Minister for Finance Michael Noonan has secured a High Court order permitting an injection of €2.7 billion in public funds into Irish Life & Permanent (IL&P) by July 31st next.
The consequences for IL&P of not being recapitalised by July 31st were “potentially catastrophic” and recapitalisation was also in the State’s interests, a senior Department of Finance official said.
The court order allows for a maximum State investment of €3.8 billion, but it is hoped that will not be required and the institution will raise around €1 billion through the sale of Irish Life and a further debt buy-back exercise, the court heard.
The court was told today it had been determined that IL&P requires recapitalisation funds of €4 billion, of which €2.9 billion must be raised by July 31st. Most of that €2.9 billion - some €2.7 billion - will come from the taxpayer while €200 million has been raised by IL&P from a debt buyback exercise. A date for the raising of the remaining €1.1 billion will be set later.
The Minister’s move came after IL& P shareholders last week voted to reject public recapitalisation, which would wipe out the value of investors’ shareholdings.
However, David Barniville SC, for the Minister, told Mr Justice Brian McGovern today the order sought was necessary because there was no alternative source for the €2.7 billion sum and recapitalisation by July 31st was required under the EU/IMF programme of Support for Ireland.
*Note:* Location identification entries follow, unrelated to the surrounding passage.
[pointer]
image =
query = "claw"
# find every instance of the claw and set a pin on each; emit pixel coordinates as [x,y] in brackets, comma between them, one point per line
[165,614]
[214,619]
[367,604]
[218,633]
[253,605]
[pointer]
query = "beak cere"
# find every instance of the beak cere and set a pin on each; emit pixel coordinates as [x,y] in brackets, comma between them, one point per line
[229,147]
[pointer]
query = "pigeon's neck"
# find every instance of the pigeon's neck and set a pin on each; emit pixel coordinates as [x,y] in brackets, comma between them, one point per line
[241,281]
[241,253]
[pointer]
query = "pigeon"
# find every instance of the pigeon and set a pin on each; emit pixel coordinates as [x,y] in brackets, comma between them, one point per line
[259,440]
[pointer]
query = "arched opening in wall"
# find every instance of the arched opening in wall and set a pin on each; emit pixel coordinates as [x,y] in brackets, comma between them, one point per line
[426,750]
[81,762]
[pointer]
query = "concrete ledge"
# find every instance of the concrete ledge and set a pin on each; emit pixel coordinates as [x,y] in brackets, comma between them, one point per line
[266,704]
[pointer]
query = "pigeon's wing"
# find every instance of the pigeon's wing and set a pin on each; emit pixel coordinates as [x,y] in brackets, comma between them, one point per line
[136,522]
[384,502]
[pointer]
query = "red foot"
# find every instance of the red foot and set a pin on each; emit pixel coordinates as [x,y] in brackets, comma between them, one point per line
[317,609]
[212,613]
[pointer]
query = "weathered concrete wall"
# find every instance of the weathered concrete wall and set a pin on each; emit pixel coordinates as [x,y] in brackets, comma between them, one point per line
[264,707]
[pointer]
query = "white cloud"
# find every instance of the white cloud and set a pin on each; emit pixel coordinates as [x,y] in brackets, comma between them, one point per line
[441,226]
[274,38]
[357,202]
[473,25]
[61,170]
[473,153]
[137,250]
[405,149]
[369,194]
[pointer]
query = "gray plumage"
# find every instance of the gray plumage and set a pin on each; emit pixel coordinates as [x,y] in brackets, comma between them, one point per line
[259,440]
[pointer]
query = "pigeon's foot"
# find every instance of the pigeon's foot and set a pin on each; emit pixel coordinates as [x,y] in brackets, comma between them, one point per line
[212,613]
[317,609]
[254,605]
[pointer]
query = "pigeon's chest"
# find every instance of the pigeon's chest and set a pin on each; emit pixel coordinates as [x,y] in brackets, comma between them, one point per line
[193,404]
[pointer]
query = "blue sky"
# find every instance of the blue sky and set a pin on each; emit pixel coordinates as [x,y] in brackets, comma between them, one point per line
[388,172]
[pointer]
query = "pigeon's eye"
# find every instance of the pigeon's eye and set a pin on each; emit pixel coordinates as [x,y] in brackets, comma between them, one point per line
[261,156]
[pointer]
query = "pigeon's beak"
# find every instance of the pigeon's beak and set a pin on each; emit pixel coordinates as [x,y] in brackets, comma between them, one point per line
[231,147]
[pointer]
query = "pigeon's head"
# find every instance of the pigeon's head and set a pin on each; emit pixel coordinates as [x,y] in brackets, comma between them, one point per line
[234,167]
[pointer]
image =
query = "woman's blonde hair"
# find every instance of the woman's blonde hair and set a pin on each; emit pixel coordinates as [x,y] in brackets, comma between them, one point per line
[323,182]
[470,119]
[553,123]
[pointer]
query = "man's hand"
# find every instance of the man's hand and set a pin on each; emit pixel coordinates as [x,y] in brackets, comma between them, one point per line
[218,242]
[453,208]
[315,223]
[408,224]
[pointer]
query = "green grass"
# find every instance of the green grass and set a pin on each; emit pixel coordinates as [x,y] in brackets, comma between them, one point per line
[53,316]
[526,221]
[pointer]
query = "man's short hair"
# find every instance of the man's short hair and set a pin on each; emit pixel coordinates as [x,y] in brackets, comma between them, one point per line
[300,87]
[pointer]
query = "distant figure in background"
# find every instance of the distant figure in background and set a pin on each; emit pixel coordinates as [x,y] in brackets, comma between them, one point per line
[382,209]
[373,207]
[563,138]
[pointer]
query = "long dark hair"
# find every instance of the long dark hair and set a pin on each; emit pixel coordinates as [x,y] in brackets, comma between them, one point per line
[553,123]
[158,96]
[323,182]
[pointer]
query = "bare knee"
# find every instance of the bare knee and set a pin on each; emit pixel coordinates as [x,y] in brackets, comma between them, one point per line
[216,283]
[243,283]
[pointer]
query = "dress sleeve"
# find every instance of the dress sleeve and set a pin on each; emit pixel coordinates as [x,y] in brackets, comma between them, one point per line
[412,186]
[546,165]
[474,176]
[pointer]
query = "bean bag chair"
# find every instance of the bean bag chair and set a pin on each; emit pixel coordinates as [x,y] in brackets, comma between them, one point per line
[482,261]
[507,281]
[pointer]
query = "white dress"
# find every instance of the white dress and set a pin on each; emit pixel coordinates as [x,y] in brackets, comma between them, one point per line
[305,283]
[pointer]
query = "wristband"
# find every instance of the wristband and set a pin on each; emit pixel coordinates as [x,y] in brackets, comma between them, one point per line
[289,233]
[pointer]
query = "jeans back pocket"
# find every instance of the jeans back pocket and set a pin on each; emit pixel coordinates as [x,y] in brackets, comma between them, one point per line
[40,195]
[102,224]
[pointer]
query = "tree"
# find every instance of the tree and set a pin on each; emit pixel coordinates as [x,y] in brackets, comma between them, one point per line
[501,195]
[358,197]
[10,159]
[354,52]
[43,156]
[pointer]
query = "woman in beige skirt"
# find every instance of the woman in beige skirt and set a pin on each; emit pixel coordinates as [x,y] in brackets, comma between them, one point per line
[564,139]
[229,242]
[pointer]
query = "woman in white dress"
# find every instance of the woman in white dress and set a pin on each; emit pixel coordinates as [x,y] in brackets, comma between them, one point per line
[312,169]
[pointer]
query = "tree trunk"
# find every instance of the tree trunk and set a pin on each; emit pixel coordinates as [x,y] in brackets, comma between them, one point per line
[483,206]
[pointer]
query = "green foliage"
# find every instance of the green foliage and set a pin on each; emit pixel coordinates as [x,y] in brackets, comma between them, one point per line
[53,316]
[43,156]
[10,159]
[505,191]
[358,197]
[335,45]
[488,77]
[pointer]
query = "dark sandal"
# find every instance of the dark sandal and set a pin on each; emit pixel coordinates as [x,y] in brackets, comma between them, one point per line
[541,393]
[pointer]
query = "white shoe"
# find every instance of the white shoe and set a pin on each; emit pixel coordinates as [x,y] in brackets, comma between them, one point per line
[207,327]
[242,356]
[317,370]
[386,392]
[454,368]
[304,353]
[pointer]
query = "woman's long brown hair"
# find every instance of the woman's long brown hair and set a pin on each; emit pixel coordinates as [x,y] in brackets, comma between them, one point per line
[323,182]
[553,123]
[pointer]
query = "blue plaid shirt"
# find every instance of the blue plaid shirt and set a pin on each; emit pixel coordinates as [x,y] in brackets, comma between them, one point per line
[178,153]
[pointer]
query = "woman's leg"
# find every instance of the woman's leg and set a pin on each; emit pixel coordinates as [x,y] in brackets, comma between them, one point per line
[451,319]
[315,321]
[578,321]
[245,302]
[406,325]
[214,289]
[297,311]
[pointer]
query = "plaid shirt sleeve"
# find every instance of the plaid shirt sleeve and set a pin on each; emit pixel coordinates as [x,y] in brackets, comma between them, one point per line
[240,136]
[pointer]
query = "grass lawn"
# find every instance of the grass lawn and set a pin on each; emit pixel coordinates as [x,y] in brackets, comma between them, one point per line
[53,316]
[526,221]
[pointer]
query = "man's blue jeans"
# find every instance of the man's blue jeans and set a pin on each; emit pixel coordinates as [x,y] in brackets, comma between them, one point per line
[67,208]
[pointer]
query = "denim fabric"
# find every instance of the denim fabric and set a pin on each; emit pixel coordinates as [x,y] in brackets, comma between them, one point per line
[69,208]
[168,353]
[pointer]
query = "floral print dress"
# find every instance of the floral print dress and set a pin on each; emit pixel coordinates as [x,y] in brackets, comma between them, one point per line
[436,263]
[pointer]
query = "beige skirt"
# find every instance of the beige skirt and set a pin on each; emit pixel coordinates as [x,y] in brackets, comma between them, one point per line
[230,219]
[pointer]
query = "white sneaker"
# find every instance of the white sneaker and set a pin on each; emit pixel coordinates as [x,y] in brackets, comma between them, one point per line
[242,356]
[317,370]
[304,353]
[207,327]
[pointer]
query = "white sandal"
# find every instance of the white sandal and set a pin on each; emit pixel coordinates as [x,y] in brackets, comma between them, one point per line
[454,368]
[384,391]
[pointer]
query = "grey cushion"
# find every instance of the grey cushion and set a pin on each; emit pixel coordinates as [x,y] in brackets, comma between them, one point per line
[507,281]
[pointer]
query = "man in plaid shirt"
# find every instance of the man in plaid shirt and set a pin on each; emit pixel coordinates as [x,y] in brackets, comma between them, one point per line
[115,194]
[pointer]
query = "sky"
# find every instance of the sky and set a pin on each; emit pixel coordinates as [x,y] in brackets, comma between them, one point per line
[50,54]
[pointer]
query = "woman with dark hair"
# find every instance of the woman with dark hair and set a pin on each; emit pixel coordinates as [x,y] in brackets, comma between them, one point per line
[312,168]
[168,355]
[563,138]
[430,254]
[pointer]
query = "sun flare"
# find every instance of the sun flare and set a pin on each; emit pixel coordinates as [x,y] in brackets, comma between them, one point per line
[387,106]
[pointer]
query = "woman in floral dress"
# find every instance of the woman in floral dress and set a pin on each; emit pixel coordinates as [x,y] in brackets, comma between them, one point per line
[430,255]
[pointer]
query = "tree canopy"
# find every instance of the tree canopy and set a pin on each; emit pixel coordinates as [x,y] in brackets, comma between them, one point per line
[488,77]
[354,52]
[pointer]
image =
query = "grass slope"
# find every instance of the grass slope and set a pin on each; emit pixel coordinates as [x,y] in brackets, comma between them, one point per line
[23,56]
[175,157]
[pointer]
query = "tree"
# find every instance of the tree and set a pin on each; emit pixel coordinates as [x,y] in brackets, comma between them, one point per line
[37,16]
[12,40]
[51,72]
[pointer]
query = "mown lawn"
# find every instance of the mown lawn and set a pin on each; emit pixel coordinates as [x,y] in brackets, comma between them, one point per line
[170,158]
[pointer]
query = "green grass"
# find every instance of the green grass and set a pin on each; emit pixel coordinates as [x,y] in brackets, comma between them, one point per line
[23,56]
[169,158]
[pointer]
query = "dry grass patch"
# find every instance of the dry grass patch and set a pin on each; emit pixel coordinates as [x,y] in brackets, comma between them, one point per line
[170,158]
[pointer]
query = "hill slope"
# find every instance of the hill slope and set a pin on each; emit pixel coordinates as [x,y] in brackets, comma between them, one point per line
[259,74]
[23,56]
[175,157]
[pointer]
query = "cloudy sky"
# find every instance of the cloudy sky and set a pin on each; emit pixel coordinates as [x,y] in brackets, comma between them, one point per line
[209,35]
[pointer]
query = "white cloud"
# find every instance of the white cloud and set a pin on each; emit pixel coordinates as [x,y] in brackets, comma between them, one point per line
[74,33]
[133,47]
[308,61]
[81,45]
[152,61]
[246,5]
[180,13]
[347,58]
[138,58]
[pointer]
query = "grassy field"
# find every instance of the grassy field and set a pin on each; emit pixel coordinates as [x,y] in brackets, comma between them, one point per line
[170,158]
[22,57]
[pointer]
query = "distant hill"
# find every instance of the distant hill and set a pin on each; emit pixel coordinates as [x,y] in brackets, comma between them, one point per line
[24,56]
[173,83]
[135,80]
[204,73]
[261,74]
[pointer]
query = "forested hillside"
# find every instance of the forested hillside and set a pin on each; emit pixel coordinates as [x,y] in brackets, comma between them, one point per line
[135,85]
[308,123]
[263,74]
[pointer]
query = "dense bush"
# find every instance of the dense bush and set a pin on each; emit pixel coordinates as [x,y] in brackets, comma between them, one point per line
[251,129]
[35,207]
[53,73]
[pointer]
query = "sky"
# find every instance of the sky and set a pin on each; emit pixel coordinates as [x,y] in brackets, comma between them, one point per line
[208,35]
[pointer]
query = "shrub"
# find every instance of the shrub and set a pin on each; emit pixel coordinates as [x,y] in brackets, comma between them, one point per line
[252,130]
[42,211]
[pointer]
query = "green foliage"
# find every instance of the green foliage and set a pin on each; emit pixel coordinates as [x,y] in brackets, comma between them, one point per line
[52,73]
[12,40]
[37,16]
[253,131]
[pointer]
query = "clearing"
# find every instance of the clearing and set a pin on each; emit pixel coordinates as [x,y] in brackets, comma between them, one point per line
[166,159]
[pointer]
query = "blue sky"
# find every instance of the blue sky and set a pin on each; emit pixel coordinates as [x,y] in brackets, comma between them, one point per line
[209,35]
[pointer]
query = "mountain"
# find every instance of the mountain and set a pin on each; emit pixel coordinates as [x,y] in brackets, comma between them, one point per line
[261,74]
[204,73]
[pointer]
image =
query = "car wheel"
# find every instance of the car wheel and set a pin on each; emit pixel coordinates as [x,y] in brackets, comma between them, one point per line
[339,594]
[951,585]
Counsel said €2.3 billion will be provided by subscribing to shares in IL&P while €0.4 billion will be raised via contingent capital notes issued by IL&P.
The July 31st deadline was a requirement of the EU-IMF Programme of Support for Ireland, and the capital levels were set under Central Bank rules, which must be followed in order to be eligible for liquidity finance from the European Central Bank, the court was also told.
Mr Barniville said, as a result of the decision of the shareholders, IL&P was not consenting to the application for the order. It had been served with written notice of the Minister’s intention to seek the order and had made submissions that the Minister had considered.
The order was granted by Mr Justice McGovern under the Credit Institutions Stabilisation Act 2009. The judge said he was satisfied all the necessary requirements had been met and was also satisfied the order was a reorganisation measure for the purposes of the CIWUD (Credit Institutions Winding Up) Directive.
Any application to challenge the order has to be made within five days. In that regard, Mr Barniville said there had been correspondence from individual shareholders and two law firms representing some shareholders.
Counsel said two emails had been received last night from one shareholder - Liberal Democrat MP John Hemming.
The Minister’s move comes just days after Scotchstone Capital, a Malta-based investment firm, wrote an open letter to the Minister claiming it could recapitalise the bank by raising funds from private investors and warning it would fight any move to recapitalise using public money.
The firm also suggested IL&P requires €1.4 billion in capital, not the €3.8 billion suggested by Central Bank stress tests.